Three weeks ago, on January 9th, Boeing already issued a press release where it announced its deliveries and orders for 2017, mainly:
- 763 commercial aircraft delivered (including 529 of the 737 family, or 136 787).
- 912 net orders (after cancellations) (including 745 of the 737 family).
The release mentions “912 net orders, valued at $134.8 billion at list prices“, however those list prices are discounted, nothing new, and with an estimate of that discount I’ll try to guess the figure of revenues for the Boeing Commercial Airplanes division, not so much trying to be accurate in itself, but to point in advance to the increasing of the discounts as we will see below.
Where can we find Boeing list prices? Boeing host them in their site, these have just bee raised 10 days ago about 4% (see this comment about it). The previous prices dated from March 2017, when Boeing raised them again, that time by about 2% from its 2015 prices (untouched in 2016). To compute 2017 revenues and estimate of discount I use 2017 prices, not the latest ones.

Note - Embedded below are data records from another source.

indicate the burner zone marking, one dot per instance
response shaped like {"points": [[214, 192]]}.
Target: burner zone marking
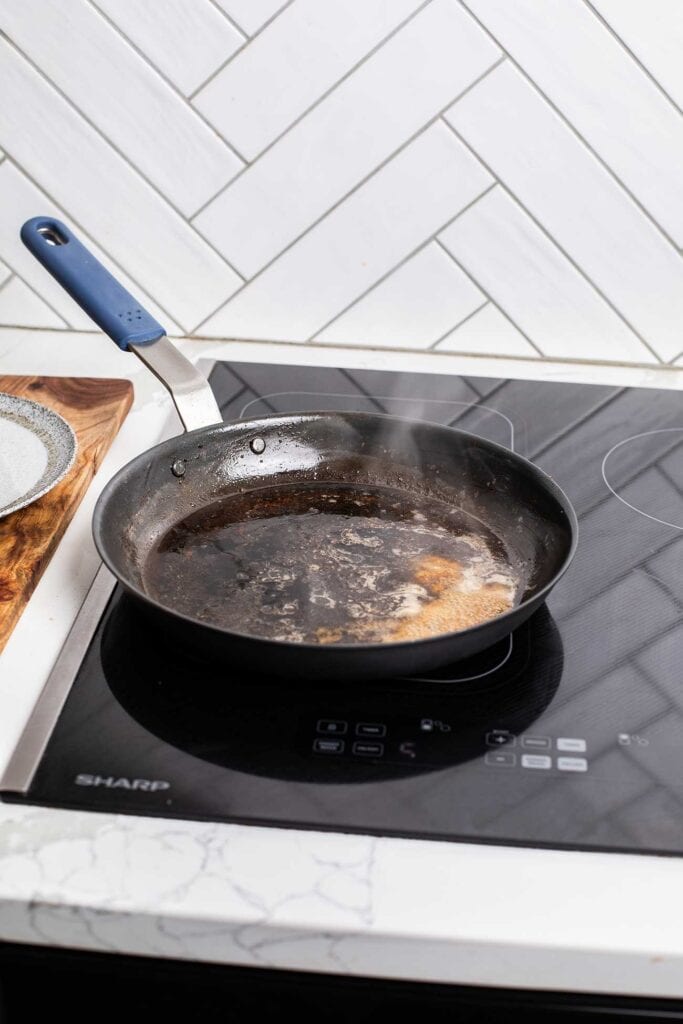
{"points": [[384, 397], [627, 440]]}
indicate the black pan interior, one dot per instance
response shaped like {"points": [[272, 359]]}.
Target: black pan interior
{"points": [[321, 478]]}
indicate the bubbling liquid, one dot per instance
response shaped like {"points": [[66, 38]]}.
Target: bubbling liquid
{"points": [[332, 564]]}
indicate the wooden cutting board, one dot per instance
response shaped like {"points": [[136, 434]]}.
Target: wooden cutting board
{"points": [[95, 409]]}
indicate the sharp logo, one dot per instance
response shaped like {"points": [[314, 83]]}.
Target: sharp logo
{"points": [[113, 782]]}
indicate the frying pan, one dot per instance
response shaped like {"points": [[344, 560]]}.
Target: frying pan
{"points": [[228, 534]]}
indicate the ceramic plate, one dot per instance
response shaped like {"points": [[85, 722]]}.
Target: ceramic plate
{"points": [[37, 450]]}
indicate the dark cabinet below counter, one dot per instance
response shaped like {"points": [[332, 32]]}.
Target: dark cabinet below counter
{"points": [[40, 983]]}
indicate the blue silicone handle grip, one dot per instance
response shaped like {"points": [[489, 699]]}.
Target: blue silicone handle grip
{"points": [[111, 306]]}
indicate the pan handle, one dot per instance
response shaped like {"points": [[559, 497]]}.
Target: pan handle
{"points": [[96, 291], [121, 316]]}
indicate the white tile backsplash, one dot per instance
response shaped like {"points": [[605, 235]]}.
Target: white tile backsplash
{"points": [[19, 304], [487, 331], [281, 170], [359, 242], [578, 202], [343, 139], [608, 99], [190, 42], [542, 292], [132, 107], [653, 34], [294, 61], [414, 307], [251, 15]]}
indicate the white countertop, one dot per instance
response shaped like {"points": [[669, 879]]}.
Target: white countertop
{"points": [[306, 900]]}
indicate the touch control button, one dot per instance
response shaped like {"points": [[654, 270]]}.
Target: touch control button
{"points": [[537, 761], [572, 764], [500, 737], [537, 742], [370, 729], [329, 745], [575, 745], [369, 750], [331, 727], [499, 759]]}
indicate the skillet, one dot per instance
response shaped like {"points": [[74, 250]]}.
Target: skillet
{"points": [[313, 545]]}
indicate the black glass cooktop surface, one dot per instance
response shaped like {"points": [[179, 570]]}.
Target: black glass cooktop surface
{"points": [[568, 733]]}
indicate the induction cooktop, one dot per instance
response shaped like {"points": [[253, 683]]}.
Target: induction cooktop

If Boeing didn’t apply those discounts, the value of the 763 aircraft delivered in 2017 would yield revenues of above 118 bn$. To come to a ballpark figure, I will take the latest figure of discounts that I had calculated with 2016 and earlier figures, being the latest ~46%.
If I plug that discount into the 2017 list prices of the fleet mix of the 763 commercial aircraft that Boeing delivered we would come to a figure of revenues of 62.1 bn$. However, see below what was Boeing’s own guidance in their Q3 earnings release:
Boeing’s 2017 Financial Outlook at Q3 2017 earnings press release.
At three months to the year end (Q3), they forecast between 760 and 765 deliveries, which turned in 763. At the same time they pointed to revenues between 55.5 – 56.5 bn$… and not above 62 bn$. I believe they will exceed their own estimate, but not by 5 bn$, that is why I see that their discounts have been greatly increased in the last 2017. They must have had a bad time in escalating prices of aircraft sold years ago, delivered in 2017 but with escalation conditions much lower than ongoing list prices.
With all these ingredients… my forecast is: 57.0 bn$.
Some comments to it:
- My forecast is a bit more optimistic than their upper bracket (56.5) which may be slightly conservative.
- The implied discount of my revenues forecast would be in the ~ 50% range.
(1) See here a couple of such forecasting revenues exercises that I did for Boeing’s 2014 and 2015 revenues.
(2) See here the latest detailed calculation of discounts that I posted in 2015.